Bank of Japan must be ready on digital currencies: deputy governor

The Bank of Japan (BOJ) needs to be ready to launch digital currencies in the event of a rapid growth in demand, according to its deputy governor, in comments that suggest the bank could soon launch central bank digital currencies (CBDCs).bank-of-japan-must-be-ready-on-digital-currencies-deputy-governor

Deputy Governor Masayoshi Amamiya said that while the BOJ had no immediate plans for a CBDC, it was “very important” for the central bank to be prepared should the need arise, Reuters reported.

The remarks are the strongest positive indication to date that the central bank could one day support issuing digital currencies of its own.

In his remarks at a seminar held in Tokyo this week, Amamiya said the rate of technical innovation means the central bank must be poised to launch a CBDC if the market demands it: “The speed of technical innovation is very fast. Depending on how things unfold in the world of settlement systems, public demand for CBDCs could soar in Japan. We must be prepared to respond if that happens.”
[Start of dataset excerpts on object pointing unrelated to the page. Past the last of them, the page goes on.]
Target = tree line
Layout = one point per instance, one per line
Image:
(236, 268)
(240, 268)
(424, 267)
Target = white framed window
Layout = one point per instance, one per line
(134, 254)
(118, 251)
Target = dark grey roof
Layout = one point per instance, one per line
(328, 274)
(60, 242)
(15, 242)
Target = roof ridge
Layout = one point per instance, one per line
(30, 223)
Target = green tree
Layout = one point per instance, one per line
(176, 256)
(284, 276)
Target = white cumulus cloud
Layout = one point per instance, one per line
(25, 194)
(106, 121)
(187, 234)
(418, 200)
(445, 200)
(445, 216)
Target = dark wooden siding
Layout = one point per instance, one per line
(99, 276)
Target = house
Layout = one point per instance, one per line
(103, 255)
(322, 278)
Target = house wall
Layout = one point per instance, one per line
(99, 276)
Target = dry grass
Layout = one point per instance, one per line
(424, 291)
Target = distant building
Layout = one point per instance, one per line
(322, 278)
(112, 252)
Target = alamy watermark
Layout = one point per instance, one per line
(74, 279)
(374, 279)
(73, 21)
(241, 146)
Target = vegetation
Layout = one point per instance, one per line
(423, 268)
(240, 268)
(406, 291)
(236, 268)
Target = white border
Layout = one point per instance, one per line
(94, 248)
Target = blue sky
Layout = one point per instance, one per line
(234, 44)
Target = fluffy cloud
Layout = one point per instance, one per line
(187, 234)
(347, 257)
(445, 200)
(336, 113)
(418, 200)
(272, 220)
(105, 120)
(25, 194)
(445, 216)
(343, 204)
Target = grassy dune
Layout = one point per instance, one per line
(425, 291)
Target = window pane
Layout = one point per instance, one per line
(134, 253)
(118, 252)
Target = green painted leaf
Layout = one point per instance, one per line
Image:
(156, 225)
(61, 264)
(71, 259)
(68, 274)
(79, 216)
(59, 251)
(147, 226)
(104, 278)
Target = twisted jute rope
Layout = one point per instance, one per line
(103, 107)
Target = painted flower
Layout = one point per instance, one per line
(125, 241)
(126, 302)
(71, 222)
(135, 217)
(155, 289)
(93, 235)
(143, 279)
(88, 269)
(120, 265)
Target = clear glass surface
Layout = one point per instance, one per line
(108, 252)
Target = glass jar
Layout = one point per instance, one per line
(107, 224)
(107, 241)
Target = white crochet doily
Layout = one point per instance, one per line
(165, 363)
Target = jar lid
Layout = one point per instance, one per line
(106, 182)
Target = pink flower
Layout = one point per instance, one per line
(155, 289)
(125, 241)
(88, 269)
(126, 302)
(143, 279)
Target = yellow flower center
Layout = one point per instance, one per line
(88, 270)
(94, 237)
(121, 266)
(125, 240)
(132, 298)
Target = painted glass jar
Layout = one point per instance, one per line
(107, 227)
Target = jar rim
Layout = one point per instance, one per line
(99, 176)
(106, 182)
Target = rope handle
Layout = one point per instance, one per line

Amamiya said that the bank still had to scrutinize CBDCs, and in particular their impact on monetary policy, as well as issues around security.

While noting monetary policy would be unlikely to change much with the launch of a CBDC, Amamiya said there could be effects on the wider financial system if settlement systems were to change as a result of increasing use of CBDCs.
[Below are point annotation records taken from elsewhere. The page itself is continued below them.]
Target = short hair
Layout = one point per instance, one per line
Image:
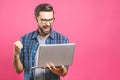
(43, 7)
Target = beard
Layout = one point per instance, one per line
(42, 30)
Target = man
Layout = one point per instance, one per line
(26, 50)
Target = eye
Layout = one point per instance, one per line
(43, 19)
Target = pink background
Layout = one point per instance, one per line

“But the transmission mechanism…could become more complicated and difficult (to break down) if settlement systems change,” he said.

He also expressed support for the view from US academics that CBDCs could be used in conjunction with negative interest rates, which he described as “worth looking into.”
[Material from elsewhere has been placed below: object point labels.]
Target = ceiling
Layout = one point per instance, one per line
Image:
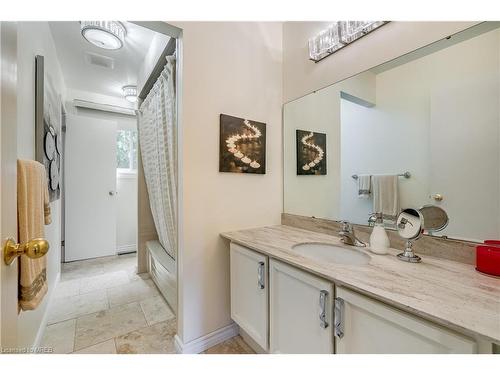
(79, 74)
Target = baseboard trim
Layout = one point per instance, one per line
(126, 249)
(45, 318)
(205, 342)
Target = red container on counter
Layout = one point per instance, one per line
(488, 257)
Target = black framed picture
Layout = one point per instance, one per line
(48, 142)
(242, 145)
(311, 153)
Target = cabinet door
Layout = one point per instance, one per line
(300, 311)
(369, 326)
(249, 293)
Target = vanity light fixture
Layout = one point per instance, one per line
(339, 35)
(130, 93)
(104, 34)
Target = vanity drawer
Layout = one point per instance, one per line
(249, 293)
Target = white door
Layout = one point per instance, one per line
(249, 293)
(90, 177)
(371, 327)
(8, 201)
(300, 311)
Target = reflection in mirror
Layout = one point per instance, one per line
(410, 224)
(433, 112)
(435, 218)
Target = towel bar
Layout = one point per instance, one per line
(405, 175)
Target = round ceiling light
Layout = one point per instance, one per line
(104, 34)
(130, 93)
Much of the drive from central banks comes from Facebook’s Libra project, which is widely thought to have prompted central banks worldwide to explore the issue of CBDCs more urgently.

The comments align the Bank of Japan with the dozens of central banks globally, which a number known to be working on their own digital currencies, including from central banks in China, the U.S., the U.K., Canada and the European Union.